The widespread use of social media has been a double-edged sword. On one hand, allowed us to become more connected than we ever have been. On the other hand, its use has been linked to social anxiety, depression, and even addictive behavior.
It seems ironic, then, that there is some evidence that points to social media as a valuable tool to help people recovering from substance use disorders.
To be clear, there is no evidence that social media is a sufficient substitute for face-to-face support group meetups. However, in the light of the COVID-19 pandemic causing more and more people to stay at home, online support groups have become the only option available for many recovering individuals in North Texas.
Rehabilitation centers in Dallas and other parts of the United States have also reported disruptions in drug rehab treatment, including for support groups, which is no doubt at least partly responsible for the rise in relapses and substance use disorders in the pandemic.
But even before the pandemic, there had already been mounting anecdotal evidence of the benefits social media platforms might have for recovering individuals. Below are some of the more widely-reported perks of seeking help online.
1. It can be easier to find your peers
In North Texas, we’re fortunate enough to have a wide selection of rehab centers and support groups related to just about every substance use disorder. There are also drug treatment center directories that specialize in connecting people with the very specific resources they need to deal with a recovery issue.
However, not everyone is so fortunate. In some areas, the nearest support group that truly understands your issue might be an hour’s drive away, sometimes more. Because regular follow-ups are so important for a sustainable long-term recovery, this distance may make it more difficult for many individuals to stay clean.
Of course, distance isn’t an issue with online support groups on platforms such as Facebook and Reddit, where there are virtual support groups composed of folks who have direct experience with very specific recovery problems. For people who have few choices for support groups in their hometown, these virtual groups can be a critical source of information and reassurance.
2. It may be easier to open up online
Many platforms allow a measure of anonymity, which may make it easier for folks recovering from substance misuse to share their stories without fear of judgment. Research suggests that anonymity may improve the accuracy of self-reported surveys, and the same principles likely apply when sharing stories about one’s recovery.

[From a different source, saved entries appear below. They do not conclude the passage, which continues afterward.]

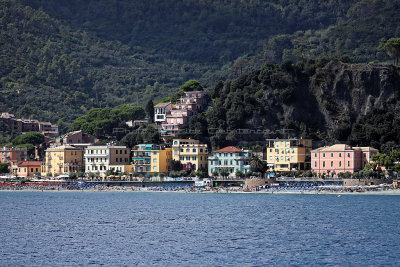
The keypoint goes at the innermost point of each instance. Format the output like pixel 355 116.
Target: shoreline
pixel 392 192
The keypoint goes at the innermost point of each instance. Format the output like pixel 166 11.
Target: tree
pixel 239 174
pixel 392 47
pixel 224 173
pixel 72 176
pixel 192 85
pixel 4 168
pixel 150 110
pixel 257 165
pixel 33 138
pixel 215 173
pixel 175 165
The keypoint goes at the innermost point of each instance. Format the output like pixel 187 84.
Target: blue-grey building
pixel 230 158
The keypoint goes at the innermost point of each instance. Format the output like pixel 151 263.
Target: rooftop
pixel 231 149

3. Peers are readily available
Unlike traditional support groups that have a set schedule, there’s always at least a few people in a virtual group who are ready to respond to any issue a recovering individual has. This can be vital when someone encounters a trigger that makes them crave drugs.

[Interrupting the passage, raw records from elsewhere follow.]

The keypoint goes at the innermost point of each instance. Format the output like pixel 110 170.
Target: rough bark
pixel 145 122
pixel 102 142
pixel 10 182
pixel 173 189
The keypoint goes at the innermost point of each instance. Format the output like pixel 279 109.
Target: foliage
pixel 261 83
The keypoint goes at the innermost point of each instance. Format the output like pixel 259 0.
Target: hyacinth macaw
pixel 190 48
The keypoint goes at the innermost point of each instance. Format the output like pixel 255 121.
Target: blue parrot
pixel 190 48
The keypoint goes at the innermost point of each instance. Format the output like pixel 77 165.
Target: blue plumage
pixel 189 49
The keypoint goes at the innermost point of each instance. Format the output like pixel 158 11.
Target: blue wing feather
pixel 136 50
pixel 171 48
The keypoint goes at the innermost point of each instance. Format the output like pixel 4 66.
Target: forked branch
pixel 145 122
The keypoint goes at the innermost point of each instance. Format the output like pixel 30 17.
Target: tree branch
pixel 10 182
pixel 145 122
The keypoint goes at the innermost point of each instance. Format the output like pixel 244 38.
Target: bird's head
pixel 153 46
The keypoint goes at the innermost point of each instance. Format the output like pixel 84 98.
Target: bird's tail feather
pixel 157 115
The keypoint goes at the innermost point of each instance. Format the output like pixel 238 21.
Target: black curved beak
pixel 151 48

4. Some people find it easier to express themselves through writing
One problem with traditional support groups is that they all require fair moderation to be effective. Without it, the most extroverted or articulate people will tend to dominate the discussion, often to the detriment of everyone else. While this issue is not completely absent from virtual groups, people who find they are better able to express themselves through writing may find them to be a good option.
5. Recovering individuals may benefit from the accountability
Goal-sharing is a hotly-debated topic. While there’s evidence that sharing your goals can help keep you accountable, it isn’t so cut and dried. How effective this is can depend on the person you’re sharing your goals with, as well as the type of accountability involved. There is even research that counter-intuitively says that shared goals are less likely to be achieved.
In any case, if you’ve found that sharing your goals has helped you achieve them in the past, it might be worth your while to do the same in an online group.
Like everything else about rehab and recovery, the effectiveness of social media in the healing process likely depends on the individual. Some people may find that social media’s addictive nature might make things worse, and others might find that it brings up too many emotional triggers.
However, for some people, it might be worth a shot, especially if they’re already spending a lot of time on social media. As with any supplemental or alternative therapy, it’s best to first discuss virtual support groups with a psychiatrist or counselor.